POLITIQUE
Djordje Kuzmanovic quitte la France Insoumise
Ce proche de Jean-Luc Mélenchon dénonce le "manque profond de démocratie" au sein du mouvement.
Par Geoffroy Clavel
POLITIQUE - Il règne comme une ambiance de règlement de comptes à la France insoumise. Bousculé par ses tracas judiciaires et des résultats électoraux décevants, le mouvement de Jean-Luc Mélenchon traverse en outre une zone de turbulences avec le départ ou la prise de distance de certains de ses cadres emblématiques.
Jusqu'ici orateur national de la FI en charge des questions internationales, rédacteur du programme de Défense de Jean-Luc Mélenchon pour la présidentielle, Djordje Kuzmanovic a claqué la porte du mouvement antilibéral ce mercredi 28 novembre en signant un réquisitoire assassin contre son fonctionnement interne. "Un an et demi après la magnifique campagne présidentielle de 2017, La France insoumise est dans l'impasse", tranche Djordje Kuzmanovic dans une tribune titrée "Pourquoi je quitte LFI", publiée dansMarianne dans laquelle il déplore le "manque profond de démocratie" au sein mouvement.
Désaccords sur la forme et sur la ligne
Relayant des reproches parfois exprimés par des militants de terrain, cette figure issue du Parti de Gauche, qu'il a rejoint dès 2009, mais contestée au sein de la France insoumise pour sa ligne souverainiste et dure en matière d'immigration, n'est pas tendre avec "la forme horizontale et gazeuse du mouvement", "l'opacité dans la sélection des candidats aux élections européennes" qui recouvreraient en réalité "l'extrême concentration du pouvoir aux mains d'un petit groupe de nouveaux apparatchiks et bureaucrates, aux convictions mollement sociales-démocrates, qui, parce qu'ils n'ont jamais été élus, ne peuvent pas non plus être démis de leurs fonctions".
Mais au-delà du fonctionnement interne de la France insoumise, c'est bien un désaccord sur la ligne du mouvement que veut exprimer Djordje Kuzmanovic, évincé de la liste FI aux européennes en début de semaine.

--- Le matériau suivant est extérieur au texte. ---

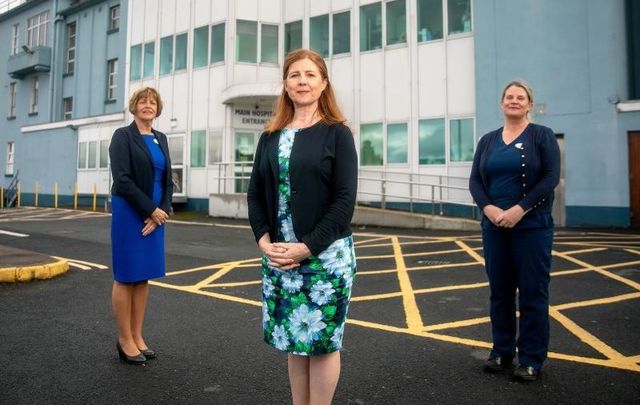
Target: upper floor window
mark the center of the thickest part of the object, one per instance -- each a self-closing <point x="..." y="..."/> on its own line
<point x="37" y="30"/>
<point x="112" y="75"/>
<point x="114" y="17"/>
<point x="15" y="36"/>
<point x="71" y="47"/>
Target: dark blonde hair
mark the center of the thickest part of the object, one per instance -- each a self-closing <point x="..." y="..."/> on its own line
<point x="327" y="106"/>
<point x="524" y="86"/>
<point x="145" y="92"/>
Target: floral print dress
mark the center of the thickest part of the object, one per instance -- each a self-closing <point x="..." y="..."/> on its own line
<point x="304" y="309"/>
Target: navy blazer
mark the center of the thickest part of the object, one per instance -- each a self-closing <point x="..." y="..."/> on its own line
<point x="133" y="172"/>
<point x="540" y="169"/>
<point x="323" y="173"/>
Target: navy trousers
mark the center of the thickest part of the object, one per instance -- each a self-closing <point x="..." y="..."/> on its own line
<point x="519" y="259"/>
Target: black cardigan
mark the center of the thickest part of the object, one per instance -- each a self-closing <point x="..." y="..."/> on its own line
<point x="133" y="172"/>
<point x="323" y="173"/>
<point x="540" y="169"/>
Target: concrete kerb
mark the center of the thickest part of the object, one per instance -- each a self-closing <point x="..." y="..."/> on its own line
<point x="38" y="272"/>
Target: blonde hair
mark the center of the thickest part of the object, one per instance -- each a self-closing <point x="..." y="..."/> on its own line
<point x="327" y="106"/>
<point x="145" y="92"/>
<point x="524" y="86"/>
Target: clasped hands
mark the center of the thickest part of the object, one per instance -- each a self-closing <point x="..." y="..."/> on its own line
<point x="284" y="256"/>
<point x="156" y="219"/>
<point x="504" y="218"/>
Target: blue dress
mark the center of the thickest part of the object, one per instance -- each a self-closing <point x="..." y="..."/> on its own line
<point x="136" y="257"/>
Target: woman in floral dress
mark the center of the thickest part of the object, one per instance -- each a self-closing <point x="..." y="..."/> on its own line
<point x="301" y="199"/>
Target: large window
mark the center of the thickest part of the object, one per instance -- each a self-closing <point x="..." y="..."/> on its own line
<point x="396" y="22"/>
<point x="431" y="146"/>
<point x="319" y="34"/>
<point x="269" y="43"/>
<point x="292" y="36"/>
<point x="461" y="140"/>
<point x="135" y="56"/>
<point x="149" y="55"/>
<point x="459" y="16"/>
<point x="429" y="20"/>
<point x="198" y="148"/>
<point x="397" y="143"/>
<point x="37" y="30"/>
<point x="181" y="52"/>
<point x="71" y="47"/>
<point x="246" y="41"/>
<point x="342" y="33"/>
<point x="201" y="47"/>
<point x="217" y="43"/>
<point x="370" y="27"/>
<point x="112" y="76"/>
<point x="12" y="99"/>
<point x="371" y="145"/>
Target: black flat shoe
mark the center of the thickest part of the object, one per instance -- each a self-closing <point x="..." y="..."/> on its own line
<point x="138" y="359"/>
<point x="497" y="364"/>
<point x="148" y="353"/>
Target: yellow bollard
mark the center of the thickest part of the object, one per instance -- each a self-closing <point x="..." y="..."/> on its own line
<point x="94" y="196"/>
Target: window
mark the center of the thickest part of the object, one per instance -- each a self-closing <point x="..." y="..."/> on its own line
<point x="246" y="41"/>
<point x="342" y="33"/>
<point x="459" y="16"/>
<point x="461" y="140"/>
<point x="12" y="99"/>
<point x="429" y="20"/>
<point x="82" y="155"/>
<point x="371" y="145"/>
<point x="10" y="158"/>
<point x="319" y="34"/>
<point x="37" y="30"/>
<point x="114" y="18"/>
<point x="217" y="43"/>
<point x="181" y="52"/>
<point x="269" y="43"/>
<point x="135" y="56"/>
<point x="149" y="54"/>
<point x="15" y="33"/>
<point x="104" y="154"/>
<point x="198" y="148"/>
<point x="397" y="143"/>
<point x="166" y="55"/>
<point x="292" y="36"/>
<point x="67" y="108"/>
<point x="33" y="106"/>
<point x="370" y="27"/>
<point x="215" y="147"/>
<point x="201" y="47"/>
<point x="431" y="141"/>
<point x="91" y="163"/>
<point x="396" y="22"/>
<point x="71" y="47"/>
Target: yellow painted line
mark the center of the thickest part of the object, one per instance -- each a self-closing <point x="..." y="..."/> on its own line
<point x="412" y="313"/>
<point x="191" y="289"/>
<point x="585" y="336"/>
<point x="470" y="252"/>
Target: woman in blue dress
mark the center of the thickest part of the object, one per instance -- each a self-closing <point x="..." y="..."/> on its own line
<point x="301" y="199"/>
<point x="141" y="199"/>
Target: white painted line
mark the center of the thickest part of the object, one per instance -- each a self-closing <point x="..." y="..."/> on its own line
<point x="19" y="235"/>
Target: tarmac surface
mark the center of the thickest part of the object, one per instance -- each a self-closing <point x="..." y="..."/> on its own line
<point x="418" y="330"/>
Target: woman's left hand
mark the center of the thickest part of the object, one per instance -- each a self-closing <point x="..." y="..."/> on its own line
<point x="510" y="217"/>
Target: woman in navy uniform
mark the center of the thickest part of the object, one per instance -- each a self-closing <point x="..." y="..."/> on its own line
<point x="515" y="169"/>
<point x="141" y="200"/>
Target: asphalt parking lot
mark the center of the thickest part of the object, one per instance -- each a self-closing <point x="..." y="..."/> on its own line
<point x="418" y="329"/>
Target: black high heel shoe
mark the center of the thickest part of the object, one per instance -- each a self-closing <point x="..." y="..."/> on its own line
<point x="138" y="359"/>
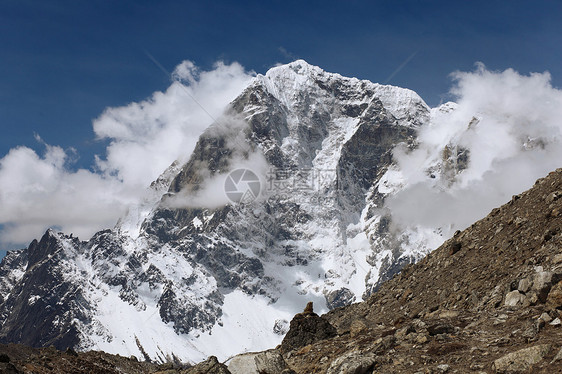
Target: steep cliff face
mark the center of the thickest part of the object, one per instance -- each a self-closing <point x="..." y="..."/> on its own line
<point x="191" y="270"/>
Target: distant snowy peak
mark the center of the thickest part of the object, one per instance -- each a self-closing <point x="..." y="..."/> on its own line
<point x="188" y="270"/>
<point x="287" y="82"/>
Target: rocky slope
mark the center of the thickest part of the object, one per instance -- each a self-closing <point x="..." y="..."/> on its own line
<point x="489" y="300"/>
<point x="189" y="268"/>
<point x="200" y="268"/>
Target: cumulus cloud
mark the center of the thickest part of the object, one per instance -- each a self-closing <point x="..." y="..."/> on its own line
<point x="509" y="124"/>
<point x="210" y="193"/>
<point x="42" y="191"/>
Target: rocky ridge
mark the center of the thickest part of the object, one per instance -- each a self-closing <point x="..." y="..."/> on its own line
<point x="489" y="300"/>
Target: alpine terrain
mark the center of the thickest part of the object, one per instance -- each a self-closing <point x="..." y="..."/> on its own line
<point x="283" y="202"/>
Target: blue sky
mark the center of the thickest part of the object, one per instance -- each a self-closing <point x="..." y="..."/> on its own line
<point x="64" y="62"/>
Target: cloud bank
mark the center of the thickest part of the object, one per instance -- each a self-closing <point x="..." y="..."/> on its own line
<point x="42" y="191"/>
<point x="511" y="125"/>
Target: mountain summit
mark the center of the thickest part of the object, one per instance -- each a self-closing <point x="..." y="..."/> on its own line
<point x="282" y="202"/>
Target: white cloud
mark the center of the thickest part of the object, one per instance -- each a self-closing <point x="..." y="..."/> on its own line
<point x="515" y="138"/>
<point x="37" y="192"/>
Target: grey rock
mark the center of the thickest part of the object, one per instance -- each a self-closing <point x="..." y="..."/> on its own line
<point x="267" y="362"/>
<point x="558" y="357"/>
<point x="521" y="360"/>
<point x="354" y="362"/>
<point x="306" y="329"/>
<point x="210" y="366"/>
<point x="515" y="298"/>
<point x="524" y="285"/>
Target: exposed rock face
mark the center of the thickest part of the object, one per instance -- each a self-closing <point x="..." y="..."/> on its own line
<point x="445" y="314"/>
<point x="306" y="328"/>
<point x="268" y="362"/>
<point x="522" y="360"/>
<point x="210" y="366"/>
<point x="185" y="269"/>
<point x="452" y="312"/>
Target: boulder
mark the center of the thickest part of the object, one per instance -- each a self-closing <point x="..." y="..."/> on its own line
<point x="354" y="362"/>
<point x="515" y="298"/>
<point x="306" y="328"/>
<point x="267" y="362"/>
<point x="210" y="366"/>
<point x="554" y="298"/>
<point x="521" y="360"/>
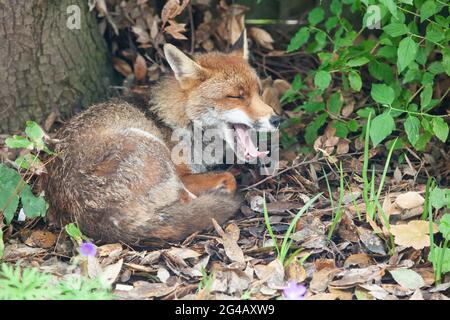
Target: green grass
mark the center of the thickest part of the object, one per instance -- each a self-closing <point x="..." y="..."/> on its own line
<point x="283" y="250"/>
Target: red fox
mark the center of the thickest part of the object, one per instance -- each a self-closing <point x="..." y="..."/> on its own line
<point x="114" y="174"/>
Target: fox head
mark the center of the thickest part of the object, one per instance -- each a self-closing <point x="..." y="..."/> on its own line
<point x="223" y="91"/>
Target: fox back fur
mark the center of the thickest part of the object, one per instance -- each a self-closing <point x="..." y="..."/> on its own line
<point x="114" y="175"/>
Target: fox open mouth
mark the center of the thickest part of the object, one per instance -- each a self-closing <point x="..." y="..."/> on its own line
<point x="245" y="148"/>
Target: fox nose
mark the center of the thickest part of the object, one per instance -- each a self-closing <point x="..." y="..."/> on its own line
<point x="275" y="121"/>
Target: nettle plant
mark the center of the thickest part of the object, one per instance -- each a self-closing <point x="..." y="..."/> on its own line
<point x="14" y="187"/>
<point x="396" y="57"/>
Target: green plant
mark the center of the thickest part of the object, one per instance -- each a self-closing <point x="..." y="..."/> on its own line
<point x="13" y="187"/>
<point x="30" y="284"/>
<point x="439" y="254"/>
<point x="398" y="65"/>
<point x="283" y="250"/>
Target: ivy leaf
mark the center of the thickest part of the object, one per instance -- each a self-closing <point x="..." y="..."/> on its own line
<point x="427" y="10"/>
<point x="406" y="53"/>
<point x="9" y="187"/>
<point x="355" y="80"/>
<point x="34" y="131"/>
<point x="335" y="103"/>
<point x="381" y="127"/>
<point x="357" y="62"/>
<point x="299" y="39"/>
<point x="439" y="198"/>
<point x="322" y="79"/>
<point x="396" y="29"/>
<point x="316" y="16"/>
<point x="412" y="127"/>
<point x="440" y="128"/>
<point x="392" y="7"/>
<point x="426" y="95"/>
<point x="446" y="61"/>
<point x="444" y="225"/>
<point x="382" y="93"/>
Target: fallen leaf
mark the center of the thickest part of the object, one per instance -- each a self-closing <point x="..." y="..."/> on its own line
<point x="232" y="249"/>
<point x="362" y="260"/>
<point x="122" y="67"/>
<point x="408" y="278"/>
<point x="262" y="37"/>
<point x="41" y="239"/>
<point x="409" y="200"/>
<point x="414" y="234"/>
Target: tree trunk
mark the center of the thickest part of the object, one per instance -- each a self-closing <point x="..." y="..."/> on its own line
<point x="45" y="64"/>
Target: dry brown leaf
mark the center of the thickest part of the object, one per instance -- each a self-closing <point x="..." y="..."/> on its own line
<point x="409" y="200"/>
<point x="122" y="67"/>
<point x="414" y="234"/>
<point x="361" y="260"/>
<point x="321" y="279"/>
<point x="262" y="37"/>
<point x="140" y="68"/>
<point x="109" y="249"/>
<point x="142" y="35"/>
<point x="41" y="239"/>
<point x="232" y="249"/>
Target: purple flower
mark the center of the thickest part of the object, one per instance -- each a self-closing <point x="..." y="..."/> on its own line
<point x="87" y="249"/>
<point x="294" y="291"/>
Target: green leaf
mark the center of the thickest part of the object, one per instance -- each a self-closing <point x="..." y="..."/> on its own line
<point x="426" y="95"/>
<point x="322" y="79"/>
<point x="10" y="185"/>
<point x="440" y="129"/>
<point x="423" y="141"/>
<point x="435" y="258"/>
<point x="299" y="39"/>
<point x="383" y="94"/>
<point x="392" y="7"/>
<point x="335" y="103"/>
<point x="357" y="62"/>
<point x="446" y="61"/>
<point x="316" y="15"/>
<point x="18" y="142"/>
<point x="34" y="131"/>
<point x="381" y="71"/>
<point x="427" y="10"/>
<point x="396" y="29"/>
<point x="74" y="232"/>
<point x="381" y="127"/>
<point x="406" y="53"/>
<point x="444" y="225"/>
<point x="439" y="198"/>
<point x="412" y="127"/>
<point x="407" y="278"/>
<point x="313" y="127"/>
<point x="355" y="80"/>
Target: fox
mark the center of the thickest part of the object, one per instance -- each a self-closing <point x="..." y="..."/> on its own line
<point x="113" y="174"/>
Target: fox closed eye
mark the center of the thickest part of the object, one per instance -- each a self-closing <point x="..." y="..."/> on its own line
<point x="241" y="97"/>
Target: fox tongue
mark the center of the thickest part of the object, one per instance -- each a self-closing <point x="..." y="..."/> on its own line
<point x="245" y="143"/>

Cette décision "illustre les écueils de ce mouvement en même temps qu'elle rend manifeste le conflit idéologique qui le traverse de longue date", juge-t-il.
L'ancien orateur national regrette ainsi qu'après la "stratégie populiste" qui a fait le "succès" de la campagne présidentielle, "les nouveaux cadres de la FI, arrivés avec la marée du succès et majoritairement issus du militantisme gauchiste, sont vite revenus à leurs vieux réflexes", la nécessité d'une "gauche rassemblée", ajoute-t-il.
Critiquant les "gauchistes" et les "indigénistes" qui se réjouissent de son éviction, il s'en prend à la ligne portée par certains de la "gauche rassemblée, insistant sur l'intersectionnalité et la non-hiérarchisation des luttes, c'est-à-dire le refus de faire primer le social sur le sociétal" et qui aurait conduit le mouvement "à s'abîmer dans des combats secondaires, voire marginaux".
Fractures pré-européennes
Ironie du sort, cette critique de la "gauche rassemblée" avait été exprimée par Jean-Luc Mélenchon lui-même pour expliquer la défaite de la candidate de la France insoumise lors de l'élection législative partielle de dimanche dernier dans l'Essonne.
Depuis sa création, la France insoumise est écartelée entre deux stratégies politiques antagonistes, l'une dite "populiste" visant à enjamber le clivage gauche-droite en s'appuyant sur la colère populaire, l'autre dite de "l'union de la gauche" visant à fédérer les voix de la gauche autour de la France insoumise. Deux lignes s'affrontent également autour de la question européenne, certains préférant une renégociation complète des traités dans le cadre de l'UE, d'autres privilégiant une rupture pure et simple.
C'est dans ce contexte que d'autres cadres de la FI ont récemment annoncé leur départ ou une prise de distance. L'économiste de la FI Liêm Hoang Ngoc, très actif pendant la campagne présidentielle, avait ouvert le bal en critiquant la place réservée à sa sensibilité sur la liste européenne.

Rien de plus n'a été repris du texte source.